Id. Our review of the hearing and the statement of Senator Bible leads us to the conclusion that the question and statement were illustrative and was intended to confirm the right of a member of the general public to utilize the "other surface resources" of an unpatented mining claim for recreation. Senator Bible's question was not addressed to what requisites were necessary to constitute a "permittee," but rather to assure that recreational uses would be allowed on unpatented mining claims.9
Consequently, in light of the historical background of the use of the public domain for many purposes without express written permits or licenses we do not find in the legislative history of the 1955 act an intent to so limit the meaning of "permittees and licensees." Most assuredly, the B.L.M. or the Forest Service can require permits for public use of federal lands in their management of federal lands; however, they need not do so as a prerequisite to public use of surface resources of unpatented mining claims.
It should be noted that mining claimants have at least two remedies in the event that public use interferes with prospecting or mining activities. Section 612(b) provides that "any use of the surface . . . shall be such as not to endanger or materially interfere with prospecting, mining or processing operations or uses reasonably incident thereto." The mining claimant can protest to the managing federal agency about public use which results in material interference and, if unsatisfied, can bring suit to enjoin the activity. Secondly, a claimant with a valid claim can apply for a patent which, when granted, would convey fee title to the property.

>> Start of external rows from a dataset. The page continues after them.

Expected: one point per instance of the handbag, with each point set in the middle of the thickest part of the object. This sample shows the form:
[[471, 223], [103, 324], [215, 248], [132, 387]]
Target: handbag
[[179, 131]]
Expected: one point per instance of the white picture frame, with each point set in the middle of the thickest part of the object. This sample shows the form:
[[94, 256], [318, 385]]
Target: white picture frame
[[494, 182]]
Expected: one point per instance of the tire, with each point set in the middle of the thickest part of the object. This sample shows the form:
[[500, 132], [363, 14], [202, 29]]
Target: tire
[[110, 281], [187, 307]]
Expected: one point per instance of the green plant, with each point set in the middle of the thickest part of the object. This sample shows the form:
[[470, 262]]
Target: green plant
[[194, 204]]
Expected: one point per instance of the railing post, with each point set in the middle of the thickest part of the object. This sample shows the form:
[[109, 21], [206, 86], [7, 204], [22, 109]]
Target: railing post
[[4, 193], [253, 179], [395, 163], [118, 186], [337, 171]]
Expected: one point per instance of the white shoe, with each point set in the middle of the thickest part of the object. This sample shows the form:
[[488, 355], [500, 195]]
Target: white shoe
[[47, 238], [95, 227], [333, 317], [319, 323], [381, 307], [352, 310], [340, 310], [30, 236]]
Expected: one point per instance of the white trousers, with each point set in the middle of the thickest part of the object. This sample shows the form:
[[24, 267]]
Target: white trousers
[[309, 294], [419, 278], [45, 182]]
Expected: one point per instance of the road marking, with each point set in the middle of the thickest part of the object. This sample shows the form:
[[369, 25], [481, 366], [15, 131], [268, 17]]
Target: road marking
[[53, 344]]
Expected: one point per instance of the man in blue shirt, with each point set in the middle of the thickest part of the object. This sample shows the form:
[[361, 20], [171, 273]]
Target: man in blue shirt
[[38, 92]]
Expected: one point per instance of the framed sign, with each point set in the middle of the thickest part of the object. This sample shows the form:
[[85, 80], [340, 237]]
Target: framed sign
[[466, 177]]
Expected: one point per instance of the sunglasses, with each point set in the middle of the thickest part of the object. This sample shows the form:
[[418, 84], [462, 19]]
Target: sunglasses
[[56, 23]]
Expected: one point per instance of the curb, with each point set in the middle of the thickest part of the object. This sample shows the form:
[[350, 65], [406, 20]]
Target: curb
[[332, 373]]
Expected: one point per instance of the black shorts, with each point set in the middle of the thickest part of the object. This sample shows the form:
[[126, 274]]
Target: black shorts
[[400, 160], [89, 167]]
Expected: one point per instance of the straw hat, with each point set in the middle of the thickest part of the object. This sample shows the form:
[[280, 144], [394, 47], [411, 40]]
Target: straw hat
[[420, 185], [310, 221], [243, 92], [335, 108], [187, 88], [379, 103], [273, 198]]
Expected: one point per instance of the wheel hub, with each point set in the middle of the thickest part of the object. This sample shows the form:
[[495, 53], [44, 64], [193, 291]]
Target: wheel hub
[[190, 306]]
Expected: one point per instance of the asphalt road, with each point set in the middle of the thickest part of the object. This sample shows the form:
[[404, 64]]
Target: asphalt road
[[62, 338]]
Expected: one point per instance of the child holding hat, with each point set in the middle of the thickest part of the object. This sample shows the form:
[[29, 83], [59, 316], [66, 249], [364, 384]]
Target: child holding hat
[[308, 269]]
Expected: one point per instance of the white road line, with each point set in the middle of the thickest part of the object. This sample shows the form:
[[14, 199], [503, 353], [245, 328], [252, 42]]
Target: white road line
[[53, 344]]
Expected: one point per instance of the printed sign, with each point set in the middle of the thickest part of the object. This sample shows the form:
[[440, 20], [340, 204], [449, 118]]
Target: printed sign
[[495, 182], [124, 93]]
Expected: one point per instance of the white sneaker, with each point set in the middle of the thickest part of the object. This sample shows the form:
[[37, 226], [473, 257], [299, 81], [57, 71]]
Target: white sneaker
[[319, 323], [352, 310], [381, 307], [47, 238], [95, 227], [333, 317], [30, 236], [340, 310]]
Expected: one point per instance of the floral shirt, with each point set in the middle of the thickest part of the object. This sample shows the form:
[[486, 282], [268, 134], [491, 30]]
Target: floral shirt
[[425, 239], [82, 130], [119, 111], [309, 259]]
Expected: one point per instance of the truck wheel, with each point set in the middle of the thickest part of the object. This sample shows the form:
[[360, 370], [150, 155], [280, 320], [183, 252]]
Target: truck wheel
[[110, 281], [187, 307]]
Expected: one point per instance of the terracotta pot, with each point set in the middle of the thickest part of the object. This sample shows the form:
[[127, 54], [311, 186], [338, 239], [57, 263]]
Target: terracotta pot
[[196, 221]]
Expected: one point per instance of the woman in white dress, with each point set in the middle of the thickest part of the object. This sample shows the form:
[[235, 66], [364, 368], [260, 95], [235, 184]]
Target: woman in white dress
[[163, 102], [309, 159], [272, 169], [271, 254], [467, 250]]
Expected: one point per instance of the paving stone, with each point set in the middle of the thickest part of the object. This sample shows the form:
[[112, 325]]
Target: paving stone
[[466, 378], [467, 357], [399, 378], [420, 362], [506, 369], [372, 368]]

In the present case, appellees have not presented any evidence that the public use of land included within their unpatented mining claim has "materially interfered" with any mining activity. Absent such evidence, section 612(b) applies in this case to afford the general public a right of free access to the land on which the mining claims have been located for recreational use of the surface resources and for access to adjoining property. Therefore, we reverse the portion of the judgment that requires specific written permits or licenses for entry onto the mining claims, and we remand this case to the district court for entry of an injunction consistent with the views expressed in this opinion.
* Hon. William H. Orrick, Jr., District Judge for the Northern District of California, sitting by designation.
1. When a statute is ambiguous, reports of committees of the Congress may be used as an aid to ascertaining the purpose of Congress in passing the statute. Comm'r v. Bilder, 369 U.S. 499, 82 S. Ct. 881, 8 L. Ed. 2d 65 (1962); NLRB v. Allis-Chalmers Mfg. Co., 388 U.S. 175, 87 S. Ct. 2001, 18 L. Ed. 2d 1123 (1967). Additionally, "it is the duty of a court in construing a law to consider the circumstances under which it was passed and the object to be accomplished by it." United States v. Anderson, 76 U.S. (9 Wall.) 56, 65-6, 19 L.Ed. 615 (1869).
2. Provisions derived from the general mining law of 1872 are now codified within Title 30, c. 2 (30 U.S.C. §§ 21-54).
3. A patent may convey less than the full fee title by reservations made in the patent or provided by law.
4. In order to establish a valid discovery the "prudent man" test is used. The test as frequently stated is:
Where minerals have been found, and the evidence is of such a character that a person of ordinary prudence would be justified in the further expenditure of his labor and means, with a reasonable prospect of success, in developing a valuable mine, the requirements of the statute have been met.
Converse, 399 F.2d at 619 (quoting Castle v. Womble, L.D. 455, 457 (1894). This prudent man test has been further modified to require a showing that the mineral can be extracted, removed and marketed at a profit. Converse, 399 F.2d at 621.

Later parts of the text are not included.